Tuesday, January 12, 2010

Baby Boomers Beware of Free Trial Offers

Have you ever been the victim of a "free trial offer"? This is where a company offers you a sample of their product or service for a limited period of time.

Not long ago, I had to cancel my credit card and have another one re-issued because I became a victim of the free trial offer. I heard about a particular product on the radio targeted for baby boomer women and decided to try it out. All I had to do, they said, was give them my credt card number to cover the nominal cost of shipping and handling. I was also advised to call them within 30 days if I was no longer interested in receiving additional product. No problem, I thought.

After trying the product, I decided I wasn't interested...but guess what? I got busy---lost track of the 30-day trial period and failed to notify the company. As a result, I received more product the following month and a nice $49.95 added to my credit card. I immediately called the company to cancel and returned the product unopened. The following month I didn't receive any more product but another charge for $49.95 showed up on my credit card bill. I called the company again. I was told they had not received the product I returned to them and it takes awhile for the cancellation process to go through. My bank advised me to cancel the card.
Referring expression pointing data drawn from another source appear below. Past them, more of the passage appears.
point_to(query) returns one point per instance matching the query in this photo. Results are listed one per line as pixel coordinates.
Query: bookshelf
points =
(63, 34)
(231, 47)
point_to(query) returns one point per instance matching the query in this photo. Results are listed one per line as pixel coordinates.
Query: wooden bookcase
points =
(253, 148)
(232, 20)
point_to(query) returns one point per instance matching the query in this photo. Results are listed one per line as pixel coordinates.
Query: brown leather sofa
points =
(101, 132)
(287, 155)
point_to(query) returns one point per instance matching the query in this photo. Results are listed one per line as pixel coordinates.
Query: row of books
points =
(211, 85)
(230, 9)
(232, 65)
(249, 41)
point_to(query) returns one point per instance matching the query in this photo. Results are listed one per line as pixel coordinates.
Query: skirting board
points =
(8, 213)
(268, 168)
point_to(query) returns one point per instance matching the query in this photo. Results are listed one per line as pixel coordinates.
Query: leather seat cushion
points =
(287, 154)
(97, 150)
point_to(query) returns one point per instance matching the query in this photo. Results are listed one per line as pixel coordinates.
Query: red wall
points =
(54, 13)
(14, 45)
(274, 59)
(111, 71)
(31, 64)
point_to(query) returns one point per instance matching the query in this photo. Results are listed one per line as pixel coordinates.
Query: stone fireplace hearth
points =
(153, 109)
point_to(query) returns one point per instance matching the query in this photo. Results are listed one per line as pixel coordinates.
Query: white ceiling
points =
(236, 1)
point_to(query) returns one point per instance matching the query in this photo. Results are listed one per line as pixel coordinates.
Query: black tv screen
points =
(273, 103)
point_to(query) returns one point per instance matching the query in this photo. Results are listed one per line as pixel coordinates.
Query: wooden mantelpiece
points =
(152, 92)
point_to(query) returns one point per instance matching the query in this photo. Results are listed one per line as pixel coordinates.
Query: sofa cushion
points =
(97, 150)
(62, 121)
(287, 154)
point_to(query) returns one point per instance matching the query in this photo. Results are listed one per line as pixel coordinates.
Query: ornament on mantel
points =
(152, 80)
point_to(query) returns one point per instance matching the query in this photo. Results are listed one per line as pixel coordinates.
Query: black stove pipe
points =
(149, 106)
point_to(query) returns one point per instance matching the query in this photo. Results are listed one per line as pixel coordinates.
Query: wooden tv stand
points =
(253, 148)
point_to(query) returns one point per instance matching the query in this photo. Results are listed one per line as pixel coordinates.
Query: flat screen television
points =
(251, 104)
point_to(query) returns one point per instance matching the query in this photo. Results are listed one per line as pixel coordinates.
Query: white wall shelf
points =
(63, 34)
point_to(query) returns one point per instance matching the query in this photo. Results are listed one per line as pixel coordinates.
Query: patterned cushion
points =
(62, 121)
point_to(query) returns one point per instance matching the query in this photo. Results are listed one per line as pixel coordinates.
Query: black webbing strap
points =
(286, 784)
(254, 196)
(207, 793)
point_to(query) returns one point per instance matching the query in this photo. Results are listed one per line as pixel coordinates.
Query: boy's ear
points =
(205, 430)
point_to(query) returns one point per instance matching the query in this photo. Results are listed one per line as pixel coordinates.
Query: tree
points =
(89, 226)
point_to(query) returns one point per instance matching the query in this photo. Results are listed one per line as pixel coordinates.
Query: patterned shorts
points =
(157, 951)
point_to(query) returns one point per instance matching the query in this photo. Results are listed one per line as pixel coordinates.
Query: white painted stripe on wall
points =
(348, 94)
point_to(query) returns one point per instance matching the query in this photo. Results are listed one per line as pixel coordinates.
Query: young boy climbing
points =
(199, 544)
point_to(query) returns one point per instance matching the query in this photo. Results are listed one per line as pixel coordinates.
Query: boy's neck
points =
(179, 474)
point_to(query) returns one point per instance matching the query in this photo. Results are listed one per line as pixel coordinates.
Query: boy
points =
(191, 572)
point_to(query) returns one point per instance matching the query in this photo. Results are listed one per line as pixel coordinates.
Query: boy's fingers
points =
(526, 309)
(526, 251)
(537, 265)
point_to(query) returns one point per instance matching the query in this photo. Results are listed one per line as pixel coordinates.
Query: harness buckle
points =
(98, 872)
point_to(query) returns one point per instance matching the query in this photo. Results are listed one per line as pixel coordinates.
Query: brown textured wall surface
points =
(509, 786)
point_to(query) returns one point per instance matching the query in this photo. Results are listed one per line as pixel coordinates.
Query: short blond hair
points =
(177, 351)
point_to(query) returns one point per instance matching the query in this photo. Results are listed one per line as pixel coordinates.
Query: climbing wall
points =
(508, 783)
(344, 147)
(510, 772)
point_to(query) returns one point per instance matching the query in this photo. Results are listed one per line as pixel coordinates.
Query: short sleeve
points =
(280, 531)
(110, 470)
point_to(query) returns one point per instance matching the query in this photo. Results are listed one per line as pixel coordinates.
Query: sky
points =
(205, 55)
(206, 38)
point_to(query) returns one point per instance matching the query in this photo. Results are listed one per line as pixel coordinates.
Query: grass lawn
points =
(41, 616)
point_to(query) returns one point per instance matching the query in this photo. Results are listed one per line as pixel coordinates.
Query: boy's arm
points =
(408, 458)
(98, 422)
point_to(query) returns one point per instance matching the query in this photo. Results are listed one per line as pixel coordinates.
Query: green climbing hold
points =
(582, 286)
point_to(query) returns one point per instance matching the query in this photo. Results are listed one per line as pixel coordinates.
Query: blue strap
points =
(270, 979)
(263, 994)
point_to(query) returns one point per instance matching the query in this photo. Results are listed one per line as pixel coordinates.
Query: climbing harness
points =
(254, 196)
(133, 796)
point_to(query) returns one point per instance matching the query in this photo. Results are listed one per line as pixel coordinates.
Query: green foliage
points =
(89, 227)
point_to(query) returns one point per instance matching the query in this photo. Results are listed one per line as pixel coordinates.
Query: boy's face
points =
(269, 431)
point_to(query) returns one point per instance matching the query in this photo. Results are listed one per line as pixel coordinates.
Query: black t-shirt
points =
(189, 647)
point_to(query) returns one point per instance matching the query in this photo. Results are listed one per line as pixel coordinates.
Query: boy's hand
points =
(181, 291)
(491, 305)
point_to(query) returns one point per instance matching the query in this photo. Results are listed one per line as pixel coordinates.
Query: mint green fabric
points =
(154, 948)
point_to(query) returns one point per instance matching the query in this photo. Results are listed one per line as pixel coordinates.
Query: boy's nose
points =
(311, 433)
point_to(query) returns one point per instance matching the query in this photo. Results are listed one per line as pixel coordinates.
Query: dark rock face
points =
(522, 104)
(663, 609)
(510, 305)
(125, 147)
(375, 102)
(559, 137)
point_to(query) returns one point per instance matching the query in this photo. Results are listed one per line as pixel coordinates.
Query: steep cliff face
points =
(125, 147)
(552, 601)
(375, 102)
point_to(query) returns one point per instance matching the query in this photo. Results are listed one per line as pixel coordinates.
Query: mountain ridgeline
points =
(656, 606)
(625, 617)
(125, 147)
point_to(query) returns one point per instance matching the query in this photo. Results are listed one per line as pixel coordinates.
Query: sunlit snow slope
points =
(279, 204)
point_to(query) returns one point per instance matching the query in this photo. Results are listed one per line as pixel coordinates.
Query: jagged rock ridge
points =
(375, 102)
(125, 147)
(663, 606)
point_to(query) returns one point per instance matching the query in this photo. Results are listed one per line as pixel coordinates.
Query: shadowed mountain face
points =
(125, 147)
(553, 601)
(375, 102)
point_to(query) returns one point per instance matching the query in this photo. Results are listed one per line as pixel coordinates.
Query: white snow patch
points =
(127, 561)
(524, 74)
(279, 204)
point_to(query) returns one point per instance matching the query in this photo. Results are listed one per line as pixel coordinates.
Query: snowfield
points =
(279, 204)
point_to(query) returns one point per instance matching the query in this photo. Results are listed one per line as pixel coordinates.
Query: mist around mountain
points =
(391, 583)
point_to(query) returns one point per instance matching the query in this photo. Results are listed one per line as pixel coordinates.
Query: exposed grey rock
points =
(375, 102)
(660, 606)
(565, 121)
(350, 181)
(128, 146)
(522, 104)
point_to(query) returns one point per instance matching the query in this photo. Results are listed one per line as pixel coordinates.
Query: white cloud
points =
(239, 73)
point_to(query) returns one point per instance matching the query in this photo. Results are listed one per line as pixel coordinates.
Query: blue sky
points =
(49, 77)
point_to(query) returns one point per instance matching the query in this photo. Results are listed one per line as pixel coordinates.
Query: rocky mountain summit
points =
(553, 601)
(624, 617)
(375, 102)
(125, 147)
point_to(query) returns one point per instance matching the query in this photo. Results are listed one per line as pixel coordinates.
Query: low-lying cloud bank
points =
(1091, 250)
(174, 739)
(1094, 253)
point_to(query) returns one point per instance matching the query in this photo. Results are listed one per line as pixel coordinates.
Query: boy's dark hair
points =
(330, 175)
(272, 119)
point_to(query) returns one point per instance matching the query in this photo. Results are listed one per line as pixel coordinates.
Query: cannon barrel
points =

When signing up for these trial periods, make sure you know the following information:

1) You should be aware that by accepting a free trial offer, you might be agreeing to buy additional products and services, if you do not cancel within a specified period of time.

2) Consumers don’t realize that by providing their card number, they may effectively be signing a contract allowing the merchant to automatically bill them for further merchandise and other things like shipping at the regular price after the trial period is over.

3) Reading the fine print is key to staying clear of trial offer traps. More often than not, if you’re not interested, it’s your responsibility to cancel the product or service to avoid any further charges from the merchant after the prescribed trial date.

4) If you have a problem with a trial offer, try to resolve it with the seller first. If you are dissatisfied with the response, contact the Better Business Bureau Federal Trade Commission or your local consumer protection agency.

5 comments:

Pam Archer said...

This happened to me, too. Except when I called the first week to cancel, nobody ever anwered the phone number given. I tried to contact by e-mail, but none was given. I had to cancel that credit card and file a complaint to my credit card company, who finally settled it with the 'free trial' people.

I don't sign up for anything anymore.

Beverly said...

Pam, I've learned my lesson too!

Karlyn said...

Yup, very similar story from me too. Like Pam, I tried contacting and no answer. I was persistent though. I called a few more times and wrote as well. I finally received an answer reply via email and the trial was canceled. What a scam!

Eileen Williams said...

These are great suggestions to avoid getting stuck with products you don't want. I've signed up for ongoing products a couple of times but they were through TV offers and one of the major distribution companies. When I phoned to cancel, there was no problem, thank goodness. But, with so many scammers out there, we really need to keep on our toes! Thanks, Bev, for your wonderful tips!

Rita said...

Thanks for sharing this information. I write for baby boomer consumers.